Confrontés à plusieurs éléments de cette preuve documentaire, les demandeurs n’ont pas été en mesure d’infirmer dans leurs répliques l’intégrité et la véracité de la preuve documentaire déposée et nous sommes d’avis que leurs témoignages ont été nettement exagérés[2].

 

La Commission a commis une erreur susceptible de contrôle en fondant sa conclusion en matière de crédibilité sur des contradictions ou incohérences externes, contrairement au principe énoncé par le juge MacGuigan dans Luis Fernando Soto Y Giron c. M.E.I.[3].  Après avoir examiné toute la preuve dont je dispose, je suis d’avis que la Commission a tiré une conclusion de fait de façon abusive, c’est-à-dire qu’elle a commis une erreur de droit lorsqu’elle s’est fondée sur des incohérences externes en tirant une conclusion défavorable en ce qui concerne la crédibilité des requérants.

 

      Il s’ensuit nécessairement que la décision finale de la Commission, soit que les requérants n’ont pas été persécutés et que, par conséquent, ils ne sont pas des réfugiés au sens de la Convention, a été entachée d’une erreur de droit.  En conséquence, la décision de la Commission est annulée.


ORDONNANCE

 

      La présente demande de contrôle judiciaire est accueillie.  La décision de la Commission est annulée et l’affaire est envoyée à une autre formation de la Commission pour qu’elle procède à une nouvelle audition de celle-ci.

 

 

OTTAWA, le 6 juin 1997.

 

 

 

 

 

          PIERRE DENAULT         

                                                J.C.F.C.

 

 

 

 

 

 

 

 

 

 

 

 

 

Traduction certifiée conforme       ___________________________

                                    Bernard Olivier, LL.B.
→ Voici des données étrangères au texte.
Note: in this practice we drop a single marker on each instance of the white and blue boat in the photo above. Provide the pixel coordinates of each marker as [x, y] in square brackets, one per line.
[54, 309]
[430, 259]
                                     COUR FÉDÉRALE DU CANADA

SECTION DE PREMIÈRE INSTANCE

 

                 AVOCATS ET PROCUREURS INSCRITS AU DOSSIER

 

 

 

NO DU GREFFE :                              IMM-502-96

 

 

INTITULÉ DE LA CAUSE :            Vladimir Komarnitski,

                                                            Natalia Komarnitski,

                                                            Roman Komarnitski

                                                            - c. -

                                                            Le ministre de la Citoyenneté

                                                            et de l’Immigration

 

 

LIEU DE L’AUDIENCE :                Montréal (Québec)

 

DATE DE L’AUDIENCE :               le 8 avril 1997

 

MOTIFS DE L’ORDONNANCE PRONONCÉS PAR LE JUGE DENAULT

 

EN DATE DU :                                  8 avril 1997

 

 

ONT COMPARU :

 

Me Julius Grey

Me Kim Mancini

                                                                                    POUR LES REQUÉRANTS

 

 

Me Michel Synnott

                                                                                    POUR L’INTIMÉ

 

 

 

PROCUREURS INSCRITS AU DOSSIER :

 

 

Grey Casgrain

Montréal (Québec)

                                                                                    POUR LES REQUÉRANTS

 

 

George Thomson

Sous-procureur général du Canada

                                                                                    POUR L’INTIMÉ



[1]La Cour fait remarquer que le nom des requérants a été épelé parfois « KOMERNICKI » et parfois « KOMARNITSKI » dans les procédures d’immigration qui ont précédées la présente demande de contrôle judiciaire.  Elle fait également remarquer que le nom des requérants s’épèle « KOMARNITSKI ».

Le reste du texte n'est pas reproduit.